The original F.E.A.R. (First Encounter Assault Recon) wasn’t exactly the first horror themed FPS, nor even a horror themed FPS with as much emphasis on the horror aspect, but in many ways it was the first nonetheless. It tried to combine concepts from Akira, The Ring, John Woo movies and your typical military shooter (an FPS theme that was only yet to explode with popularity) into one and the results were amazing. Sure, the levels were quite samey, the enemy variety limited and not everyone appreciated its incredibly minimal haunting industrial ambience. And sure, Alma, the main (tragic) villain of the series, was blatantly Sadako/Samara from The Ring. But it was an amazing FPS with impressive AI (or at least one that still feels incredibly smart) and some of the firsts to be done with games. That whole trick with seeing one thing, turning around and having entire level change – that’s not something that you could find before F.E.A.R. and its (rather poor) expansions, yet now every first person horror themed game has that. Oh and yes, it was also a technical marvel and the most demanding PC title of its year, in many ways surpassing the previous year’s Doom 3 and Half-Life 2.
It isn’t surprising then, that there were lots of expectations for Project Origin. And yeah, the game was originally just meant to be called that with as little mentions of the first game as possible since the developers were in conflict with the publishers of the first game and couldn’t use the same title.Which influenced what game this turned out to be. You see, you pretty much don’t need to play F.E.A.R. to understand anything in the sequel. It helps, but almost none of the characters from the original are directly referenced and everything you need to know is told in this game. Which isn’t a bad thing on its own, of course, however it leads to a bit of a problem.
The original had a truly memorable villain in Paxton Fettel and several characters you grew to care about. And the game was built on these characters start to finish. Project Origin has its own cast and none of them, including Alma herself, are interesting to follow in any way. They’re as generic as they go and due to that, the story of Project Origin just kinda happens. Until you get the rather controversial ending which was… well, novel, I suppose, but not entirely deserved, I would say. Oh, there was also Reborn DLC where the story can be explained in 3 words and it is a preferable experience to playing said DLC, so you can just ignore that altogether.
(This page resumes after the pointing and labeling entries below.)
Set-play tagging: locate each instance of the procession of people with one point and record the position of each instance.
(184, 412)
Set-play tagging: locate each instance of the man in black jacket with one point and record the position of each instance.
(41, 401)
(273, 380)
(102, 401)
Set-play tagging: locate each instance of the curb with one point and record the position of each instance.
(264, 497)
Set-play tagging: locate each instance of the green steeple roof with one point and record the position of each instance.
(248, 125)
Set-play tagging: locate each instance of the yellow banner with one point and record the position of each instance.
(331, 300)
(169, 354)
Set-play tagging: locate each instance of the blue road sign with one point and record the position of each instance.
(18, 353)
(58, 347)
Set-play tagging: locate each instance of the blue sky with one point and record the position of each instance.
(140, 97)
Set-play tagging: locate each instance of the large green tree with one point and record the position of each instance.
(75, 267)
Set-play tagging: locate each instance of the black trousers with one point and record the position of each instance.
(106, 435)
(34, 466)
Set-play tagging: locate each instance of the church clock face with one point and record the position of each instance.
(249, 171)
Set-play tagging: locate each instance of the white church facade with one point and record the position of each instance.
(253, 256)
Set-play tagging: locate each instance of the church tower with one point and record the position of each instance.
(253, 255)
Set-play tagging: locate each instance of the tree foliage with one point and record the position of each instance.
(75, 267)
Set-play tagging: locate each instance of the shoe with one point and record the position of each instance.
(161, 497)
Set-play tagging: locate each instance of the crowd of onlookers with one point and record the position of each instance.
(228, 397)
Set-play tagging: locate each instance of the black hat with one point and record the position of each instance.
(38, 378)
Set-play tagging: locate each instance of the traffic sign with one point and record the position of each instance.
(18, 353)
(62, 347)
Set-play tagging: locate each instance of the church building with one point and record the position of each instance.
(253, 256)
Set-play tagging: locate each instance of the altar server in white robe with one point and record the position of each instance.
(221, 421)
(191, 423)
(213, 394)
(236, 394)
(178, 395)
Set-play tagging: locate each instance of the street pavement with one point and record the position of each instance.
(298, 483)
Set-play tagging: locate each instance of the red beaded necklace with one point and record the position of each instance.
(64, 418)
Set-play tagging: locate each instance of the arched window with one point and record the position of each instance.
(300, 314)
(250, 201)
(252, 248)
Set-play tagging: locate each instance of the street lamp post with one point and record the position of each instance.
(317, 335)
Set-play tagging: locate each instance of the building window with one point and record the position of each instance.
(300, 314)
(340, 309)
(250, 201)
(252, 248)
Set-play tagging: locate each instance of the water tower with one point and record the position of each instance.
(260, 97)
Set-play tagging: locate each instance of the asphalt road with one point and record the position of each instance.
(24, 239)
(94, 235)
Where the sequel lost in story and actually mood as well – it’s a surprisingly colourful game for how disturbing and dark it is supposed to be, – the game is in many ways more fun to play than the original. The flow is better, the variety of enemies and weapons is good enough, using slo-mo is fun, things still explode in lots of cool looking debris. And horror-themed and “just military” segments are now mixed far better, the visual storytelling and transitions between the hallucinations are top notch, actually still impressive and stylish today.
Now, it is a distinctly “consoles-first” game, unlike the original. It has a lot of trappings similar to what was expected of console FPS titles in 2009, lots of tutorial popups, huge button prompts, even some QTE sections. And, what’s more disappointing, less fine tuning in controls with, for example, no support for mouse thumb buttons whereas the original supported that. It’s not terrible, but it adds a bizarre “00s console game” feel to it when the original title didn’t have that. Also, while the music is good when it continues being creepy ambient, it sometimes tries to sound epic and fails.
If you’ve somehow missed the F.E.A.R. series, definitely give the original a go (you can safely ignore the expansions) and Project Origin is a good FPS to check out as well. It aged surprisingly well, despite those outdated console-friendly elements, and is very fun to play. Most people, actually, will probably enjoy this one over the original.